Der Teufel hielt vor einem Stoppschild und winkte ein paar Fans zu. Mädchen pfiffen. Einige Jungen reckten die Fäuste in die Luft.
Er brauchte sie? Er wurde weich.
Er wurde weich, weil die ganze Welt im Begriff stand, weich zu werden.
»Die Menschen haben dieser Tage so kleine, verzagte Seelen«, grollte er. »Wir leben in kleinen, verzagten Zeiten. Sonst würden die Leute über wirklich wichtige Dinge reden und nicht über das, was sie am Abend zuvor im Fernsehen gesehen haben, aber … auf wen bist du eigentlich sauer?«, fragte er zurück. »Wo liegt das wirkliche Problem, eh?«
In diesem Moment wurde ihm bewusst, dass er vor einer Ampel stand, hyperventilierend und im Selbstgespräch versunken.

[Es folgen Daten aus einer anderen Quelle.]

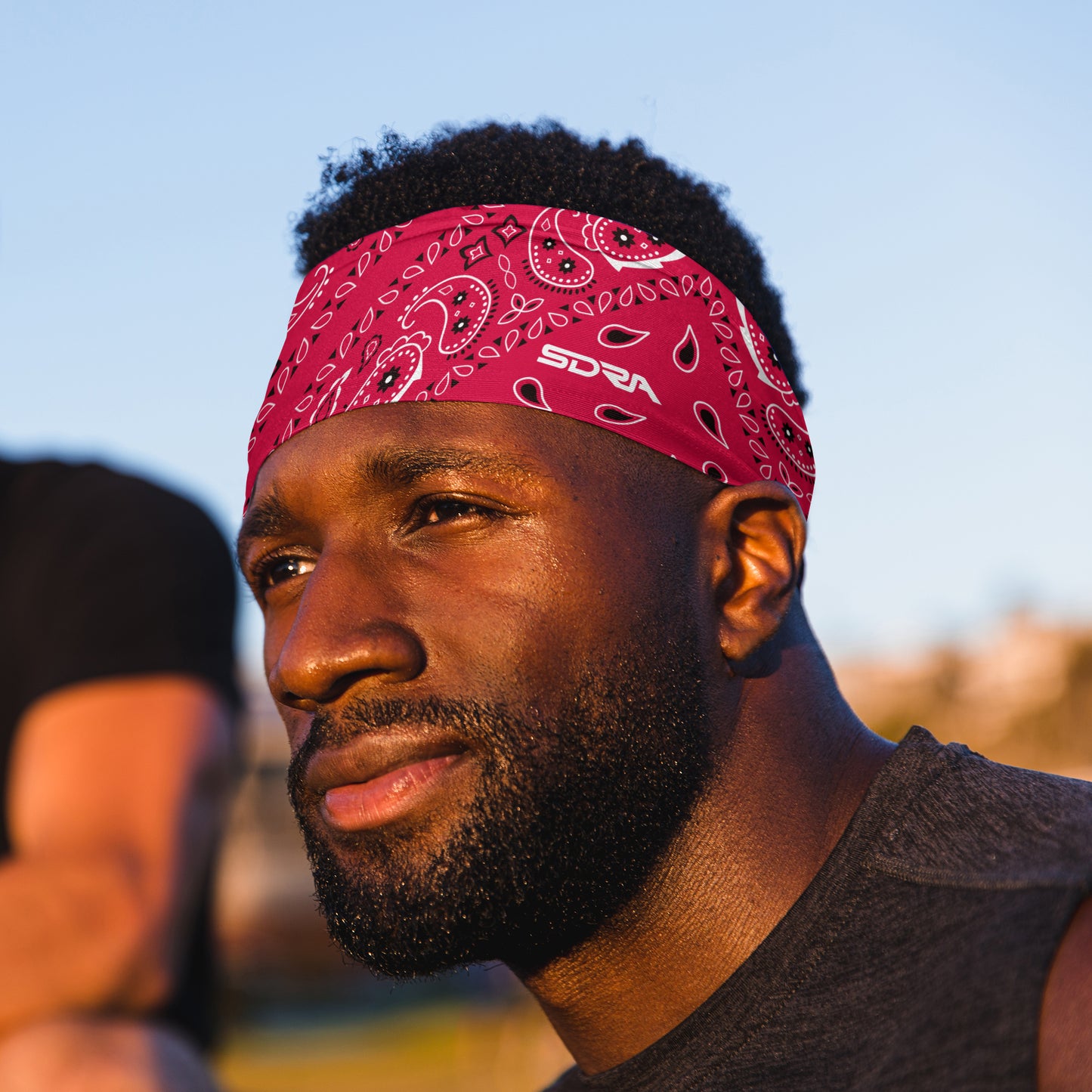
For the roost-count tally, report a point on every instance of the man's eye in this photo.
(444, 511)
(279, 571)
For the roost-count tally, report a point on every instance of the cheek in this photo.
(296, 724)
(534, 614)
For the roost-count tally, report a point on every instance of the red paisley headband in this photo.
(546, 308)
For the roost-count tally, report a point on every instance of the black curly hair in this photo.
(542, 164)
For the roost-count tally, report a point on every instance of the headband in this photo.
(557, 311)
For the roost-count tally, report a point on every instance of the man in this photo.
(527, 522)
(116, 660)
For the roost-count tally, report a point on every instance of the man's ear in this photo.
(753, 540)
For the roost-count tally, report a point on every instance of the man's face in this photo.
(478, 628)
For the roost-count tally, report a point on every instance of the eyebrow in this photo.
(391, 469)
(267, 518)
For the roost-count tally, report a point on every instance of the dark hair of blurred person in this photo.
(116, 751)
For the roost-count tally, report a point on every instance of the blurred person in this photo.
(116, 746)
(527, 523)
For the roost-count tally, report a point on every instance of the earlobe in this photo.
(753, 537)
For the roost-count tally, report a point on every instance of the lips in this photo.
(378, 779)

Einige Mädchen von der anderen Straßenseite machten Fotos von ihm.
***
Wie eine Schnappschildkröte verhärtete er äußerlich. Seine Augen waren charismatische Lanzen, sein TV -Lächeln blitzte wie ein Mund voller Combatmesser. Er versuchte nicht daran zu denken, was in seinem Innern geschah. Er versuchte überhaupt nicht mehr in sich hinein zu schauen.
Es gab weitere Folgen, die gesendet werden wollten – jetzt, da sie wussten, welch ein Riesenerfolg Think it over … Denk drüber nach war.

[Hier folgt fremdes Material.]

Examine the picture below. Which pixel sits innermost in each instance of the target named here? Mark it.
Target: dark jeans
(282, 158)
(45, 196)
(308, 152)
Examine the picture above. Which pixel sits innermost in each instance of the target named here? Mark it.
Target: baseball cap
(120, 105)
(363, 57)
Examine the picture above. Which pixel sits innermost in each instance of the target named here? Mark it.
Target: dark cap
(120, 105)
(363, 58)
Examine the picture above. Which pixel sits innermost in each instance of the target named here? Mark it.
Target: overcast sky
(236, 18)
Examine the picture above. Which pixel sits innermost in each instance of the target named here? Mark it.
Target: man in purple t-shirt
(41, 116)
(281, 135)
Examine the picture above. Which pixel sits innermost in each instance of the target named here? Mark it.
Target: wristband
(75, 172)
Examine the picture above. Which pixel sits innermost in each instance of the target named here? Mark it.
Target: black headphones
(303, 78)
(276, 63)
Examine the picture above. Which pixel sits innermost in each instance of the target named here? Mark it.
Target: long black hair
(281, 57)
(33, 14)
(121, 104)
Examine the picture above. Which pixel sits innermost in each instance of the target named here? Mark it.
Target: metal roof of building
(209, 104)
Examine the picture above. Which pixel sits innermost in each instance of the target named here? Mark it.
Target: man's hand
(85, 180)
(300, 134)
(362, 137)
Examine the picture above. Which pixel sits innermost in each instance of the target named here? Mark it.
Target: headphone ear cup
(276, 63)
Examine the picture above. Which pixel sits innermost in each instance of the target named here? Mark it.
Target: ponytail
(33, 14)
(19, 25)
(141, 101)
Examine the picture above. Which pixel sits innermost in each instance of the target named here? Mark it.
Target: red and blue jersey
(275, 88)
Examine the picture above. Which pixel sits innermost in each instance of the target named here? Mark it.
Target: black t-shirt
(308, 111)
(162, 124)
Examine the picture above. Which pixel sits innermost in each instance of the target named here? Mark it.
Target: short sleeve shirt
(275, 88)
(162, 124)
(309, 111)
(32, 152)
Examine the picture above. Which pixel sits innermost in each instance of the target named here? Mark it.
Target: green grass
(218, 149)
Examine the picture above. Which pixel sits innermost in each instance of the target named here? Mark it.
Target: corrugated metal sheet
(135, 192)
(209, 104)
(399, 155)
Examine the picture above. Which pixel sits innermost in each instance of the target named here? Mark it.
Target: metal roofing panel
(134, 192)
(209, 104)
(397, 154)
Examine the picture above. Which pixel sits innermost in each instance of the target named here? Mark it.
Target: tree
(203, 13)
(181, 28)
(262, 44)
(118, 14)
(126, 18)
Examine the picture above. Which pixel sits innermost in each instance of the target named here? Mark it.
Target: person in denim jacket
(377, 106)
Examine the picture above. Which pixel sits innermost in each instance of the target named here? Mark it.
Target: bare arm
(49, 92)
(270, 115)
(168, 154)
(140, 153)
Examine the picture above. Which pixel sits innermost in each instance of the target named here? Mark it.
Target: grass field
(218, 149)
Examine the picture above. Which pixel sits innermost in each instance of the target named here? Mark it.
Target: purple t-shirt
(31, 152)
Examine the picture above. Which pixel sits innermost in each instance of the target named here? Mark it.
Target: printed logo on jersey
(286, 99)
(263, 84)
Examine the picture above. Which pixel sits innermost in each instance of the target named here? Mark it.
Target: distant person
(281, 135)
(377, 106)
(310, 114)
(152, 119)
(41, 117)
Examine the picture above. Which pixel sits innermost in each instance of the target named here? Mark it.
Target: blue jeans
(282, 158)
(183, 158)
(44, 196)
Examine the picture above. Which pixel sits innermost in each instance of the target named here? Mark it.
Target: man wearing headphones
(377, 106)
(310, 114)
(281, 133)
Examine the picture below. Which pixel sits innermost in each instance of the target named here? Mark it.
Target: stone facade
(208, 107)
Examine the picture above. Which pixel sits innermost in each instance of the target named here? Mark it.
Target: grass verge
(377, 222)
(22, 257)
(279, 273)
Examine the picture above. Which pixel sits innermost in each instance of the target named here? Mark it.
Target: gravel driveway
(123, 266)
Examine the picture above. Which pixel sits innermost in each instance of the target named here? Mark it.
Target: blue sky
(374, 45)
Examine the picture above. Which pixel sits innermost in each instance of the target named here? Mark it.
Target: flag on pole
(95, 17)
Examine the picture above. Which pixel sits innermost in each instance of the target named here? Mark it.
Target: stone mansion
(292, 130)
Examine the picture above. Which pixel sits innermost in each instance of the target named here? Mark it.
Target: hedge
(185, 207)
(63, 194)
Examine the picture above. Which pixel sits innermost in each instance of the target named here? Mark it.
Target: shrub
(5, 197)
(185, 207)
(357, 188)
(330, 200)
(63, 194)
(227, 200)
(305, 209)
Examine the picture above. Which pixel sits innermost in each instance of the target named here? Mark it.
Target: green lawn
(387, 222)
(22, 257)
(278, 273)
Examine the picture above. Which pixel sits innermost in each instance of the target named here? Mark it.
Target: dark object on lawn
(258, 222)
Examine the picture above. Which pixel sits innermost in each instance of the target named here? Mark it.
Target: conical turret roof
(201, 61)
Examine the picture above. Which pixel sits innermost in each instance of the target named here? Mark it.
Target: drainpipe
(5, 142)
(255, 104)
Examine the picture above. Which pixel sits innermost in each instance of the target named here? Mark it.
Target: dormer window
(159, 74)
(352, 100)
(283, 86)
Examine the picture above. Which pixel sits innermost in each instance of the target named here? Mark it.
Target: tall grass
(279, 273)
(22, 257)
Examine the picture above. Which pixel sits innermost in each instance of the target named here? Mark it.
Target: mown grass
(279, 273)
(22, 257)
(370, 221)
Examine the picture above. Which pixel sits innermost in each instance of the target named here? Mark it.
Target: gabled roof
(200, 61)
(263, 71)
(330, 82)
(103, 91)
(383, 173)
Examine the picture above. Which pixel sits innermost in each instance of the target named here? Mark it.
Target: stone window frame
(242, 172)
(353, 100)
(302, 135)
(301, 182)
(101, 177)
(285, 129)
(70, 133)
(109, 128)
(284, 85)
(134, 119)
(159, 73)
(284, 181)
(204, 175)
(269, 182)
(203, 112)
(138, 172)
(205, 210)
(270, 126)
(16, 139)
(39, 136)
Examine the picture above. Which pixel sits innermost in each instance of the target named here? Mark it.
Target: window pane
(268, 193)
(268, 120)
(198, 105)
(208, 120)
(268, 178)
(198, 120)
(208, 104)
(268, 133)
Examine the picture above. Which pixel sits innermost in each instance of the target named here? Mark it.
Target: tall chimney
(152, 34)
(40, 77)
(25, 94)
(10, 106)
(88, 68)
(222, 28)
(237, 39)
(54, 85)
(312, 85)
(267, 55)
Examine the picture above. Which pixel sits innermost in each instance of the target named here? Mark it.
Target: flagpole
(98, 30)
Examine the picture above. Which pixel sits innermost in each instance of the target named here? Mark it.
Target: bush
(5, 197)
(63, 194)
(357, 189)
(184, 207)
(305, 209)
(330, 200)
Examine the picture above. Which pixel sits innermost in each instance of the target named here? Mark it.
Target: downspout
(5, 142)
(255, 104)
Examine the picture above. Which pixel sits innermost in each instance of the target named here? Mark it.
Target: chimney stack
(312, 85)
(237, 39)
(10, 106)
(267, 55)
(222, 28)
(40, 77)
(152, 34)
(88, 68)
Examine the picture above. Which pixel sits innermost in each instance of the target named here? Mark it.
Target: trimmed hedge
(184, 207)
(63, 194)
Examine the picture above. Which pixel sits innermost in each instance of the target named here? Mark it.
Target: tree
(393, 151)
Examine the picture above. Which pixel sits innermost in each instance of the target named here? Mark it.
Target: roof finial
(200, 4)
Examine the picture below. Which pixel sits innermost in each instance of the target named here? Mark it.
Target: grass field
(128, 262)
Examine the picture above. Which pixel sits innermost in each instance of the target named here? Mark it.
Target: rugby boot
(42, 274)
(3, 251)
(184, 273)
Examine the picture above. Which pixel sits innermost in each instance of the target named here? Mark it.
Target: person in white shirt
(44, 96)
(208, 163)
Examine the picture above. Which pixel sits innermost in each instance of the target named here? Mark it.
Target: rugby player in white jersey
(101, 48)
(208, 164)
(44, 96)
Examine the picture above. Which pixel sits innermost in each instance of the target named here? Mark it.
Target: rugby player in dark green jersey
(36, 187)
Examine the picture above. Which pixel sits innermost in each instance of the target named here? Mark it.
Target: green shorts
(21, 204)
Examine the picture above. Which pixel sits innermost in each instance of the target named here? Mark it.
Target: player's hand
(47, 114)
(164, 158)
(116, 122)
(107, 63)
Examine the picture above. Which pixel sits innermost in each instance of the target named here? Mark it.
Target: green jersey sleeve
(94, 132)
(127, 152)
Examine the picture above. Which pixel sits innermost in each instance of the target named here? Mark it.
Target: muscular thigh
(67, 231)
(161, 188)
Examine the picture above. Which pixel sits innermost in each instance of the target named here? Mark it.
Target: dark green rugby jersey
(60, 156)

Sie drehten eine Folge in einer Schule, wo er einen Lehrer dazu aufforderte, den Eltern seiner Schüler das zu sagen, was sie wirklich erfahren sollten. Also erzählte der Lehrer einer Gruppe von Eltern am Tag der Offenen Tür, was jeder wusste und niemand laut zu sagen wagte: dass die Jugend Amerikas von Tag zu Tag dümmer wurde, weil die Eltern zu Hause sie nicht dazu anhielten zu lesen oder sich ordentlich zu benehmen. Die Eltern waren sauer. Der Lehrer wurde gefeuert, doch als er zu seinem Wagen ging, hatte er ein breites Grinsen im Gesicht.

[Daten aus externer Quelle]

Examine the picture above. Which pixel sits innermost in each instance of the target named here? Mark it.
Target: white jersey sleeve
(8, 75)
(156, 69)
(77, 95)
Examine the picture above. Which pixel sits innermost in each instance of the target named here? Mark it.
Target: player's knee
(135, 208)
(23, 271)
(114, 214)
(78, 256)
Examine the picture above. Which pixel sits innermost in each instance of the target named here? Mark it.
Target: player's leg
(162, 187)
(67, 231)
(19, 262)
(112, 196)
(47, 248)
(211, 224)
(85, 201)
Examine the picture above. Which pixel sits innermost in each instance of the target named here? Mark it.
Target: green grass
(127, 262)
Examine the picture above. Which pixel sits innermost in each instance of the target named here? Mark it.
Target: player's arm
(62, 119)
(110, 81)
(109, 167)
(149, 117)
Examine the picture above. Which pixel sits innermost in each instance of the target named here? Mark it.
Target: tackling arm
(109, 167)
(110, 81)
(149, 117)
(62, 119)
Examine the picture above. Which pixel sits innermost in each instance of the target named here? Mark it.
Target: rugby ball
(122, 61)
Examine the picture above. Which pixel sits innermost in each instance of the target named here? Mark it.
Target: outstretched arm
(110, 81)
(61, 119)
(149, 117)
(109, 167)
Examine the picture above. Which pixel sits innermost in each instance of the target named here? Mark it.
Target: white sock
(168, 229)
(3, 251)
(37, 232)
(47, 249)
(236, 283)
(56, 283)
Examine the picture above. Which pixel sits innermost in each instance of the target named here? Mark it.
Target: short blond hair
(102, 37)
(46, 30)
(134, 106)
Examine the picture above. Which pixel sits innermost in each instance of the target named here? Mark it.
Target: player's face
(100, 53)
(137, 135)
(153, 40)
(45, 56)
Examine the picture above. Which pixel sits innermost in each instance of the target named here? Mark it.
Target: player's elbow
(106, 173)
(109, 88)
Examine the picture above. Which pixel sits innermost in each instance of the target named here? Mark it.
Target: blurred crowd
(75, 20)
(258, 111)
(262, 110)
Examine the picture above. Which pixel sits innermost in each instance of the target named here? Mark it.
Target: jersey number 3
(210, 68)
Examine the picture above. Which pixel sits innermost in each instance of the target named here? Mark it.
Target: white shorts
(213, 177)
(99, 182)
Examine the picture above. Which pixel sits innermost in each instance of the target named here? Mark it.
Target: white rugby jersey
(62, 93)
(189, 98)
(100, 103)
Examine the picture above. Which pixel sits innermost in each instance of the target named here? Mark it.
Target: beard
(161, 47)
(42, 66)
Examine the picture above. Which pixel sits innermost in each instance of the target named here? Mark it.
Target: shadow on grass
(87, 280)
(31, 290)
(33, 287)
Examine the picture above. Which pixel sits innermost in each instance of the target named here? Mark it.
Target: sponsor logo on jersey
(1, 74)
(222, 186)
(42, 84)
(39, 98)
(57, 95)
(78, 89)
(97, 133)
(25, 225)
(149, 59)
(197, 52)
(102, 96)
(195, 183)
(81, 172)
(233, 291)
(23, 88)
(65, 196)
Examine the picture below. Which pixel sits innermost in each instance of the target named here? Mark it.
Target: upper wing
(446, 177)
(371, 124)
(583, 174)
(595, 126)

Sie drehten eine Folge, wo sie ehrbaren Leuten, Pfeilern ihrer Gemeinden, fünfhundert Dollar boten, wenn sie – selbstverständlich anonym – über einen Parkplatz von Babys’R’Us liefen und schwangeren Frauen die Luft aus den Reifen ließen. Die meisten weigerten sich. Es war eine überraschende Episode. Sie wurde eine Woche später wiederholt, diesmal jedoch mit tausend Dollar als Belohnung, und die Geschichte sah ganz anders aus.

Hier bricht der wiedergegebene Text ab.